Dr. Fryda Medina, director of the hospital where he is being treated, said that on the day of the quake, patients were delivered by volunteers in private cars and taxis. Two patients were brought aboard buses. The staff, and even retirees, all volunteered to work through the night and following days, when over 300 injured from the earthquake were brought in. Only one died, she said.
“It was in those moments that one feels the spirit we have in Mexico, the solidarity,” Medina said at the hospital, which is operated by Mexico’s Social Security Institute.
There were other incredible escapes from death. American photojournalist Wesley Bocxe and his wife, Elizabeth, made it to the roof of their 10-story apartment building when the quake started. His wife was killed when the floors underneath pancaked into a pile of rubble, but Bocxe somehow survived the plunge, though he was seriously injured.
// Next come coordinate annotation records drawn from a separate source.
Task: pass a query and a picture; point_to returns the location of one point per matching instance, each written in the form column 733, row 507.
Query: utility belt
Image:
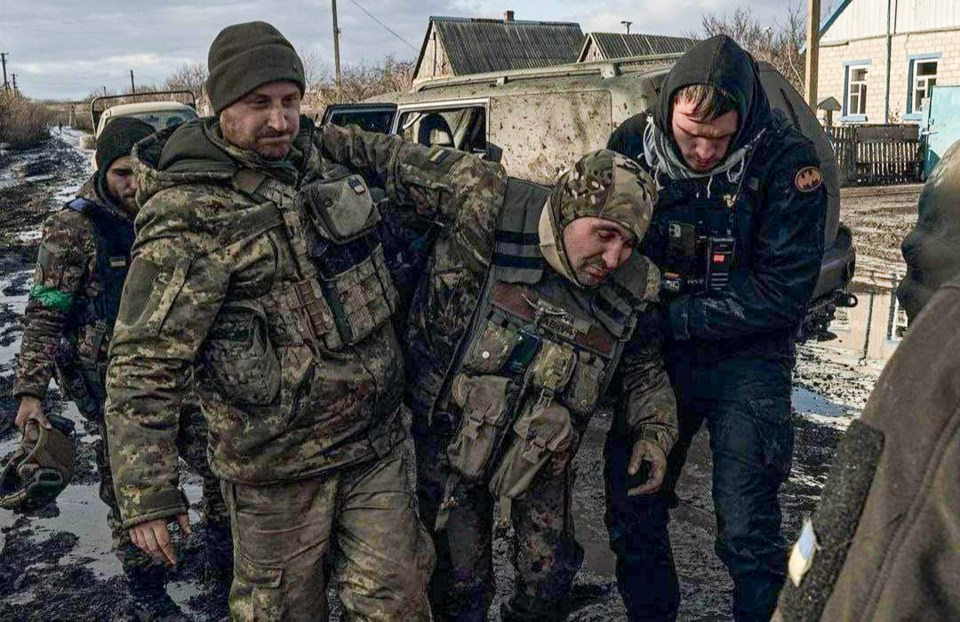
column 81, row 369
column 344, row 290
column 696, row 263
column 531, row 374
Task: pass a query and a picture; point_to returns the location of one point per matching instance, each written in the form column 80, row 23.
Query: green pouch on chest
column 483, row 401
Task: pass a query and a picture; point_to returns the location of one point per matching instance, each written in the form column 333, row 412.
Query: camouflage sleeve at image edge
column 458, row 189
column 177, row 280
column 66, row 259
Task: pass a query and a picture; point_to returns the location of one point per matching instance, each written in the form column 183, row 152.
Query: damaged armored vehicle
column 534, row 121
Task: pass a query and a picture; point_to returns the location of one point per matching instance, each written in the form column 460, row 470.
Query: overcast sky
column 66, row 49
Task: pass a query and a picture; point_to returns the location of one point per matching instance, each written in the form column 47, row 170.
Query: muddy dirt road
column 56, row 563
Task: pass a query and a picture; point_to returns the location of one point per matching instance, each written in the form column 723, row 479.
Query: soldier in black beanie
column 247, row 246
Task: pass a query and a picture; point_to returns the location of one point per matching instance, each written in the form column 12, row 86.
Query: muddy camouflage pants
column 192, row 444
column 287, row 539
column 546, row 555
column 746, row 408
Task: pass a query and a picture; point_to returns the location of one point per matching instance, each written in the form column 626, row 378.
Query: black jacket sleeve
column 787, row 253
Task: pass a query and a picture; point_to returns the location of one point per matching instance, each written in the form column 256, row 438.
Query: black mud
column 43, row 577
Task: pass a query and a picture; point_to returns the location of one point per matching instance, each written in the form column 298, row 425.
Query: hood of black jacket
column 721, row 63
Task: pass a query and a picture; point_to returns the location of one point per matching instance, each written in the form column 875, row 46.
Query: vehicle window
column 369, row 120
column 161, row 120
column 460, row 128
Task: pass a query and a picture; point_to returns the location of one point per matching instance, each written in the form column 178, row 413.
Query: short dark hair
column 709, row 102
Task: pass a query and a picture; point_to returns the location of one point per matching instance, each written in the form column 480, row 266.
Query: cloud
column 65, row 49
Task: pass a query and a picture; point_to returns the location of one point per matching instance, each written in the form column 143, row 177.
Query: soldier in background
column 260, row 267
column 68, row 324
column 514, row 333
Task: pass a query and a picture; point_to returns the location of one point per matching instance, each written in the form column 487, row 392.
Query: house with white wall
column 879, row 58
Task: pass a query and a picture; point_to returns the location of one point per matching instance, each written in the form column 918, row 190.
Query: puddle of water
column 808, row 403
column 183, row 591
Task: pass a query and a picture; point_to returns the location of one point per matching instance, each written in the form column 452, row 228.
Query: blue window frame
column 922, row 75
column 855, row 91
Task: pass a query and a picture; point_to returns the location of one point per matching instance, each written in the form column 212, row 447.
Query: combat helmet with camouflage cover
column 602, row 184
column 41, row 467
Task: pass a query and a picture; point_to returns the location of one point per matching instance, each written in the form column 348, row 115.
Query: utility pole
column 813, row 51
column 336, row 41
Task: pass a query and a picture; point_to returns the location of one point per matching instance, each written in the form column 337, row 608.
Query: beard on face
column 234, row 133
column 591, row 271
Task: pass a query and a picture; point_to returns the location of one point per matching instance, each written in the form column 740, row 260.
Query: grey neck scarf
column 661, row 158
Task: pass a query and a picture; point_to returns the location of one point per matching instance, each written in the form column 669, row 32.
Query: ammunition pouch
column 81, row 370
column 484, row 402
column 543, row 430
column 361, row 297
column 239, row 357
column 341, row 210
column 40, row 468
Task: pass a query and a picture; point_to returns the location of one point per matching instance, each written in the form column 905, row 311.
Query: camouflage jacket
column 209, row 287
column 466, row 195
column 65, row 277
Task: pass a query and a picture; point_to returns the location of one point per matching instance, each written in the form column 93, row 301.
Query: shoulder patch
column 808, row 179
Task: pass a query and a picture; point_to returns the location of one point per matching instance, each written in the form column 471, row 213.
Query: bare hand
column 30, row 409
column 154, row 538
column 649, row 452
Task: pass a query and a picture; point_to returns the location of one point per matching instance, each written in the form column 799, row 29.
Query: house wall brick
column 831, row 77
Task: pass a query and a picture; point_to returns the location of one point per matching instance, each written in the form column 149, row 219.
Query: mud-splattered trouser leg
column 646, row 575
column 752, row 444
column 192, row 445
column 546, row 557
column 134, row 561
column 286, row 536
column 751, row 439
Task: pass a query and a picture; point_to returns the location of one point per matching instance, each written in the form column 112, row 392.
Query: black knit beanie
column 118, row 138
column 245, row 56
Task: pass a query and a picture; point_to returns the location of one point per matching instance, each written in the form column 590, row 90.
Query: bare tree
column 189, row 76
column 778, row 43
column 361, row 82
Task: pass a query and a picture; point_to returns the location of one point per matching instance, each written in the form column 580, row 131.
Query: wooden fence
column 877, row 154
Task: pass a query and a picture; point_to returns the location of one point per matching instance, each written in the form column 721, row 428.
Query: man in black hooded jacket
column 738, row 234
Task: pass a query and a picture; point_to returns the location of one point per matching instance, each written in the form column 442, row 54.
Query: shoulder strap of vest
column 517, row 256
column 629, row 289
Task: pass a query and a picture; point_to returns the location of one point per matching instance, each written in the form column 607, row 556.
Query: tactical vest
column 81, row 354
column 114, row 239
column 538, row 355
column 703, row 229
column 344, row 290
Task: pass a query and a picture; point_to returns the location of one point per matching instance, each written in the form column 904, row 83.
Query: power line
column 115, row 16
column 387, row 28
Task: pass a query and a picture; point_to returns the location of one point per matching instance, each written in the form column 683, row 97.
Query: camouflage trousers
column 360, row 521
column 546, row 556
column 192, row 444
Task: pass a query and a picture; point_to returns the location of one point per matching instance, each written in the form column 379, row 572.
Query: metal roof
column 483, row 45
column 618, row 45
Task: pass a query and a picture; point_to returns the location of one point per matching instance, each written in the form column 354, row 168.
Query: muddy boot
column 148, row 595
column 218, row 566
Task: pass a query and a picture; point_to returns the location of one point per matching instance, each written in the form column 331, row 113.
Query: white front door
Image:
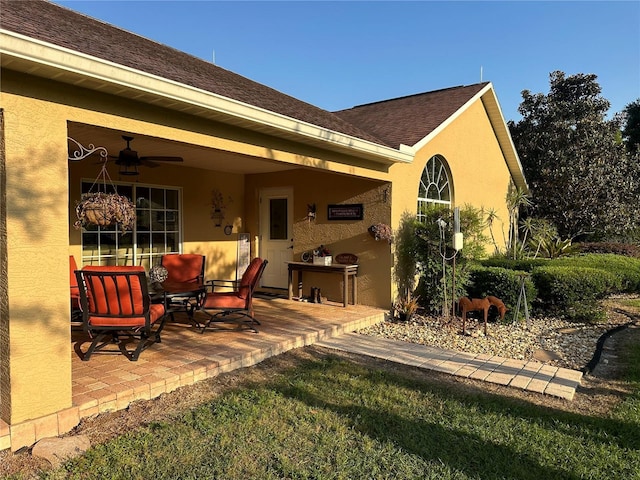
column 276, row 234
Local media quoted one woman who said that she and two relatives took refuge in the bathroom of their upper floor apartment, and the room — apparently constructed more sturdily than the rest of the building — plunged intact to near street level. They were able to escape with the help of neighbors.
The quake was a nightmare for a family of four in the Iztapalapa neighborhood on Mexico City’s gritty east side.
The father and mother rushed out of their home with their nine-year-old daughter and 13-year-old son when the shaking started, only to have a six-foot (two-meter) perimeter wall fall on the children. The debris crushed the girl’s pelvis, damaged her liver and caused internal bleeding. A broken bone in the boy’s leg poked though his skin and blood spurted out.
The father, who asked that the family not be identified by name for privacy reasons, said he was shocked into a stupor by the sight but a quick slap from his wife brought him back to his senses.
“When I saw her in the rubble, her eyes glazed unconscious, I went into shock,” he said Wednesday at the Magdalena de la Salinas hospital. “I picked her up … I thought she was dead. Her mother slapped me in the face because I was totally gone. I turned to her and she said, ‘We have to save her, she’s still alive!'”
The mother helped their son, who was crawling, to get to the street, and then she rushed into traffic to stop a car.
“I stood in front [of the car] and pounded on the hood, I said, ‘Please, I beg you, help us get to the hospital,'” she recalled. “The man stopped, opened his doors … I don’t know how we got there, but I owe that man my children’s lives.”
Once they got to a hospital, police officers stationed outside saw the girl’s condition and quickly offered to summon a helicopter, which flew both children to the Magdalena de la Salinas.
The girl is wrapped in sheets on her hospital bed, her father holding her hand. She has talked to psychologists, and now can calmly recall the moments of terror.
“In my brain, I saw the earth cracking open. It was an illusion,” she said. “When I went through that scare, I thought I wasn’t going to live.”